In the article 2. Definitions(4) it states ‘ancillary insurance intermediary’ means any natural or legal person, other than a credit institution or an investment firm as defined ...... based on 3 conditions (a) , (b) and (c)
Is it allowed (based on the scope of IDD) for a member state to create any other "ancillary insurance intermediary" registrar (or keep existing one) in order to be allowed for Credit Institutions or Investment Firms to takes up or pursues the activity of insurance distribution on an ancillary basis, since the principal activity of those Institutions is not the Insurance Distribution?
The possible creation of a registry other than ‘’Ancillary Insurance Intermediary’’ as it is in the IDD, to allow Banking Institutions or investment firms to carry out insurance mediation work, does not constitute a breach of the Directive?
Background of the questionARTICLE 2 - DEFINITIONS (3) (4)
IDD defines the scope and meaning of ancillary insurance intermediaries. Article 2(4) of the IDD explicitly excludes credit institutions and investment firms from the scope of ancillary insurance intermediaries.
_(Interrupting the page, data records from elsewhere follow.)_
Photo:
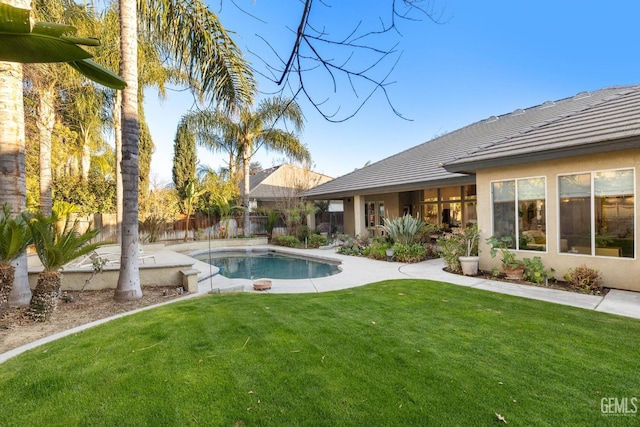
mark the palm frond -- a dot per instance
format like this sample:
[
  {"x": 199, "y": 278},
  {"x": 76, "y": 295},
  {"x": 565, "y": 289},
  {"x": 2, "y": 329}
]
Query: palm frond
[
  {"x": 14, "y": 235},
  {"x": 192, "y": 34},
  {"x": 59, "y": 242}
]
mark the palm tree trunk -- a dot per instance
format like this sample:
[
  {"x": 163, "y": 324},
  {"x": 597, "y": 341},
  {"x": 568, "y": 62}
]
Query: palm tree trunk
[
  {"x": 7, "y": 274},
  {"x": 12, "y": 162},
  {"x": 117, "y": 128},
  {"x": 45, "y": 296},
  {"x": 85, "y": 155},
  {"x": 246, "y": 189},
  {"x": 45, "y": 123},
  {"x": 128, "y": 288}
]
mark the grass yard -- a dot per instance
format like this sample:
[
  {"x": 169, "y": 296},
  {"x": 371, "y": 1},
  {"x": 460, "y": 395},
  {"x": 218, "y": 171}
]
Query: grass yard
[{"x": 393, "y": 353}]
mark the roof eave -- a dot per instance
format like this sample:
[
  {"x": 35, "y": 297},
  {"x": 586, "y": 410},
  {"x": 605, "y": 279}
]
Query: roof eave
[
  {"x": 472, "y": 166},
  {"x": 412, "y": 186}
]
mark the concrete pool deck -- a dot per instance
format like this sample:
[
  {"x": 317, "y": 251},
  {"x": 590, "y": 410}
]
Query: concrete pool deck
[{"x": 357, "y": 271}]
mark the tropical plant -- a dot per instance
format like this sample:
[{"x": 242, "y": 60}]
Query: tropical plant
[
  {"x": 414, "y": 252},
  {"x": 272, "y": 219},
  {"x": 191, "y": 195},
  {"x": 57, "y": 242},
  {"x": 288, "y": 241},
  {"x": 403, "y": 229},
  {"x": 379, "y": 246},
  {"x": 14, "y": 239},
  {"x": 184, "y": 160},
  {"x": 502, "y": 245},
  {"x": 316, "y": 240},
  {"x": 535, "y": 271},
  {"x": 246, "y": 131}
]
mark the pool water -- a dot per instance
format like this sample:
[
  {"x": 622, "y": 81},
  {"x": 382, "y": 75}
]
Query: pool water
[{"x": 255, "y": 265}]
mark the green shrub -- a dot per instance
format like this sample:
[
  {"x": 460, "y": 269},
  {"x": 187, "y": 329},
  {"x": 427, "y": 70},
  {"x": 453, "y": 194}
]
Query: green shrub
[
  {"x": 352, "y": 246},
  {"x": 288, "y": 241},
  {"x": 316, "y": 240},
  {"x": 378, "y": 248},
  {"x": 303, "y": 232},
  {"x": 415, "y": 252},
  {"x": 403, "y": 229},
  {"x": 584, "y": 279},
  {"x": 534, "y": 270}
]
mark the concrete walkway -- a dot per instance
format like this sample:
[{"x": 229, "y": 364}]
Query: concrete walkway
[{"x": 357, "y": 271}]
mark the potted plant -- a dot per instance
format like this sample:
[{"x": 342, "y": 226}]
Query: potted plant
[
  {"x": 469, "y": 240},
  {"x": 513, "y": 268}
]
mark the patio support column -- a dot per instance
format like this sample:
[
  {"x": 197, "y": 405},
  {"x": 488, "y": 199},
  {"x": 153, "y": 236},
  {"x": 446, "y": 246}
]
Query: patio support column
[
  {"x": 311, "y": 217},
  {"x": 358, "y": 213}
]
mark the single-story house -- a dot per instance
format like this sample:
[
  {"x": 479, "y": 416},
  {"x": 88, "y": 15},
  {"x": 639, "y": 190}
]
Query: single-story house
[
  {"x": 278, "y": 185},
  {"x": 560, "y": 178}
]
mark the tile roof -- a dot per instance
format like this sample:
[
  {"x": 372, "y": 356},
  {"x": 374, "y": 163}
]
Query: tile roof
[{"x": 565, "y": 124}]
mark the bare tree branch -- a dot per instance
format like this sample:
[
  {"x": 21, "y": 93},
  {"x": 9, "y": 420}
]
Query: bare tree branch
[{"x": 362, "y": 59}]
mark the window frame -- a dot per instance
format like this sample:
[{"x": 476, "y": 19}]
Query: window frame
[
  {"x": 516, "y": 211},
  {"x": 593, "y": 213}
]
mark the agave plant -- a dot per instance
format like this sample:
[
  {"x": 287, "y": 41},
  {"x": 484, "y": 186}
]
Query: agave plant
[
  {"x": 403, "y": 229},
  {"x": 14, "y": 239},
  {"x": 57, "y": 243}
]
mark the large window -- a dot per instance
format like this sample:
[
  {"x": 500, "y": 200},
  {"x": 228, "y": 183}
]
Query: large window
[
  {"x": 597, "y": 213},
  {"x": 519, "y": 210},
  {"x": 450, "y": 206}
]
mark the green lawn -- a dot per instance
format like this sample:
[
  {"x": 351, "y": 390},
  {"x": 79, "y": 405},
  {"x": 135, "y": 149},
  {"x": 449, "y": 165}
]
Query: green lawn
[{"x": 393, "y": 353}]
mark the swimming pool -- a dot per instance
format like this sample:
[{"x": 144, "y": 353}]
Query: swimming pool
[{"x": 267, "y": 264}]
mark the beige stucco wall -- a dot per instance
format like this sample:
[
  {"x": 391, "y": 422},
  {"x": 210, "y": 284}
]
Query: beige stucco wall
[{"x": 621, "y": 273}]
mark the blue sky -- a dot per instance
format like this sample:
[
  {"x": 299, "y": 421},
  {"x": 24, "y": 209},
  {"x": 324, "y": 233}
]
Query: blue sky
[{"x": 488, "y": 58}]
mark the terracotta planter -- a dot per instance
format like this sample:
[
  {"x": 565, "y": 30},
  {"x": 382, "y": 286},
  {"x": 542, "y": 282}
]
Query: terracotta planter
[
  {"x": 469, "y": 265},
  {"x": 515, "y": 273},
  {"x": 262, "y": 285}
]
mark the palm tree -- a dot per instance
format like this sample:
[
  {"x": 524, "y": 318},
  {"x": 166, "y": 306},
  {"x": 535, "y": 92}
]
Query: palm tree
[
  {"x": 55, "y": 246},
  {"x": 14, "y": 238},
  {"x": 25, "y": 43},
  {"x": 12, "y": 148},
  {"x": 192, "y": 36},
  {"x": 129, "y": 278},
  {"x": 249, "y": 131}
]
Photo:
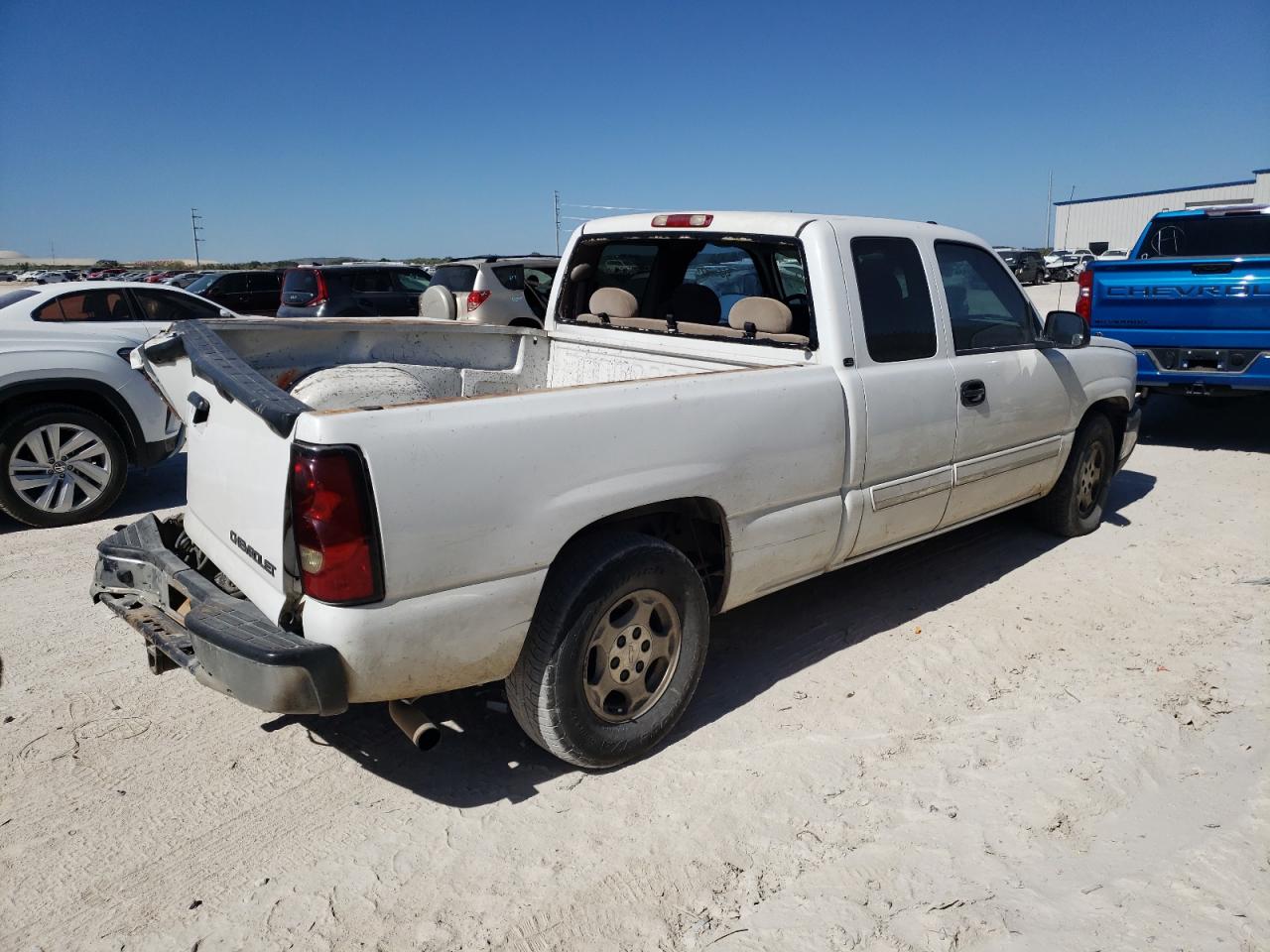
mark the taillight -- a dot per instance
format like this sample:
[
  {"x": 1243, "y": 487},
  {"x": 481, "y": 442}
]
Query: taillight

Therefore, if credit institutions and investment firms intend to engage in insurance distribution activities, even if these are clearly ancillary to their main activities, they have to register as regular insurance intermediaries within the meaning of Article 2(1)(3) of the IDD and must comply with the full set of obligations applicable to intermediaries.
Members States will enrol such undertakings in register as regular insurance intermediaries.
Nevertheless, it is important to emphasize that Article 3(2) of the IDD provides the possibility for Member States to establish more than one register for insurance, reinsurance, and ancillary insurance intermediaries provided that they lay down the criteria according to which intermediaries are to be registered.